Skip, What are your thoughts on the conventional thinking that it will currently take 6-8 wells to drain a 640 acre unit. We are currently in lease disscussions for some minerals in East Texas and the landmen for the O&G Co. are talking about less wells and higher total acreage units. They are saying that permiting guidelines in Texas are changing with respect to allow much larger units for horizontal completions (up to 1,000 acres). I then countered that if the units were that large than we could then expect 8 to 10 wells as the unit is filled in with production. Their reply was that it is uncertain at this point, but more likely to be in the 4 -5 range over that 1,000 acres) - which is much fewer wells that I have previously read about over that amount of land. Is it that the fracturing effeciency is increasing dramatically so that they could drain these larger units with fewer wells? I can't imagine that they would be wanting to leave any NG behind.

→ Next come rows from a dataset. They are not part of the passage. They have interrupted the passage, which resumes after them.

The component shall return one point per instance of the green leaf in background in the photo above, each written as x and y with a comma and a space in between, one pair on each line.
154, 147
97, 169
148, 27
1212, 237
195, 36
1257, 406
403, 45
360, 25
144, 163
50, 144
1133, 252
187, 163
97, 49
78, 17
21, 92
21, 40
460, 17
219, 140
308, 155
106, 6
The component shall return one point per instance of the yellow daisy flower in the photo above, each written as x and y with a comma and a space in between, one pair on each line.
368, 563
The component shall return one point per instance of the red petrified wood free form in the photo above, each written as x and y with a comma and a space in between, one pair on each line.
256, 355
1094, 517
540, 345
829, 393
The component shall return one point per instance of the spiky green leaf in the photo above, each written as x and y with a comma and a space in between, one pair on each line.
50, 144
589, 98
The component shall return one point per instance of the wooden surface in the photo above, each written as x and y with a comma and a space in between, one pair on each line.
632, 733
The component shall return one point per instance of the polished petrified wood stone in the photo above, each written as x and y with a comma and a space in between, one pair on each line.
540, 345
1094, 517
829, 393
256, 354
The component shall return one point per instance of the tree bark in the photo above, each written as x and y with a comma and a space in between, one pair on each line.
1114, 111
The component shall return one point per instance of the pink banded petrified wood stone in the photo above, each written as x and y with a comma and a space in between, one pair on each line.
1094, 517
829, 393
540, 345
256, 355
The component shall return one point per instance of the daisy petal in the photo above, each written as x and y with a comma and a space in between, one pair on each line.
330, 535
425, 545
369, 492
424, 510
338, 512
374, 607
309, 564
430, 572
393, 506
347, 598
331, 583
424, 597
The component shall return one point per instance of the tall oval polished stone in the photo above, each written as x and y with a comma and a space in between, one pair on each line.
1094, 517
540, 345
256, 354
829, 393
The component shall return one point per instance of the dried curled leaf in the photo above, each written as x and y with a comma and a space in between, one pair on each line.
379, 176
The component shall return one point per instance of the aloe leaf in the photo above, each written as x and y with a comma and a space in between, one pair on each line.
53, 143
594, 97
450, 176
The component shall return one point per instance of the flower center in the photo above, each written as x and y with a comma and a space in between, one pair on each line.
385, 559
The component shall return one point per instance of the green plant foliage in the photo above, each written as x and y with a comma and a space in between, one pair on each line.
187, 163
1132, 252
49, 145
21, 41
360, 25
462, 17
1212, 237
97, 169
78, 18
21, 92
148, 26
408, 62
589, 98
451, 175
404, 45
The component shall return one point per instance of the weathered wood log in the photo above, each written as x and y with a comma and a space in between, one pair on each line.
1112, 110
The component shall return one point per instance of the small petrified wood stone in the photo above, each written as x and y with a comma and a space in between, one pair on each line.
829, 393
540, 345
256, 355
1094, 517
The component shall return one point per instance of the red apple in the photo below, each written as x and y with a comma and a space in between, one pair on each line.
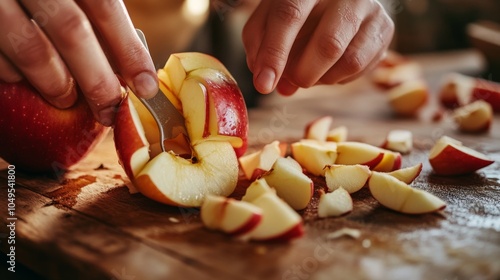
37, 137
216, 122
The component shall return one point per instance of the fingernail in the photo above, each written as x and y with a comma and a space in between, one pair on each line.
107, 116
265, 80
145, 85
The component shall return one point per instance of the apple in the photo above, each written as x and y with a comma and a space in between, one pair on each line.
291, 184
399, 196
216, 121
337, 134
474, 117
37, 137
407, 174
351, 152
231, 216
399, 140
450, 157
279, 221
257, 163
256, 189
390, 161
409, 97
395, 69
335, 204
314, 155
349, 177
318, 129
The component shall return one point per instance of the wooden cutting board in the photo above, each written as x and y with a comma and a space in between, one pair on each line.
87, 225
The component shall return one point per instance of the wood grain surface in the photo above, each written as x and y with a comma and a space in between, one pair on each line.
88, 225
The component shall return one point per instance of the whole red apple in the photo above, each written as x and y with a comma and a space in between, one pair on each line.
37, 137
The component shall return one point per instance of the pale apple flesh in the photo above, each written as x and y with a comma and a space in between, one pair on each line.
37, 137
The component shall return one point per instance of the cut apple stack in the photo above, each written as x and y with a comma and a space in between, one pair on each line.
260, 215
216, 120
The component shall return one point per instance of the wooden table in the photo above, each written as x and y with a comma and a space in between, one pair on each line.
89, 226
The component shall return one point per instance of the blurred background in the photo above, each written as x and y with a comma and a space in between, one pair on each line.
214, 27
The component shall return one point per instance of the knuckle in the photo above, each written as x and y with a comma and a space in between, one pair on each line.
330, 46
289, 11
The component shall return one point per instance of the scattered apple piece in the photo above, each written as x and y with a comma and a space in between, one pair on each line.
335, 204
399, 140
291, 185
257, 163
474, 117
349, 177
407, 174
314, 155
450, 157
318, 129
409, 97
398, 196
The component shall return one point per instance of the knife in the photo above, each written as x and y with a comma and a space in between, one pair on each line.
169, 120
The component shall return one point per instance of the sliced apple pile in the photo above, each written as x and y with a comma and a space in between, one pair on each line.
450, 157
474, 117
260, 215
216, 121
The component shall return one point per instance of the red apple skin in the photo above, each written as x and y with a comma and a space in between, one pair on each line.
454, 162
488, 91
127, 139
233, 121
39, 138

Similar question would be that as the technology improves to allow fewer wells to get the drainage job done, is it safe to assume that then that each of those corresponding wells would have a proportionally higher EUR's (i.e. fewer wells over the acreage of the unit - but each well then producing higher rate for a longer period than the current 640 acre/6-8 well assumptions)?

Thoughts?

Thanks.
Whoa, D. That's Shalegeo and Grillin' Mmmarkkk territory. LOL! I take a much simpler approach but then again that's the landman in me. Ask yourself if the operator of a unit would intentionally develop in a manner likely to leave otherwise recoverable hydrocarbons behind? In other words, the operator, the lessee (if different) and the mineral owner all have the same interest in maximizing economic production. I doubt seriously that any operator would drill fewer wells and leave more gas behind in an effort to deny mineral owners their full royalty share. If technology advances to the point where fewer wells effectively drain a unit, the operator will likely employ that technology. If they fear that fewer wells drilled differently will have a significant negative impact on the EUR for that unit, they will not employ that technology. Also the LA. Office of Conservation and, in your example, the Texas Railroad Commission are motivated by the state's desire to enable exploration and enhance production as a source of revenue. They will not grant greater spacing regulations if they think it will reduce production. Those entities were established and exist for the purpose of ensuring that hydrocarbons are produced in a manner likely to produce the highest percentage of recovery.
I believe Skip has hit it! The companies will be driven to drill the right number of wells to effeciently drain the reserves, regardless of the unit size. Now, when those wells get drilled is a bigger unknown. In the next few years, maybe only 4 will get drilled but over time the optimum will get drilled.

There are efforts to expand the size of the units that horizontals will "hold". It is a more efficient use of capital from a drillers standpoint. reduces amount of lease expirations and re-leasing that has to be done.
There will be more than one well per 640 acres. I can guarantee you that. Say there were 7 more wells. Multiply that number by 7 and you get some good looking money.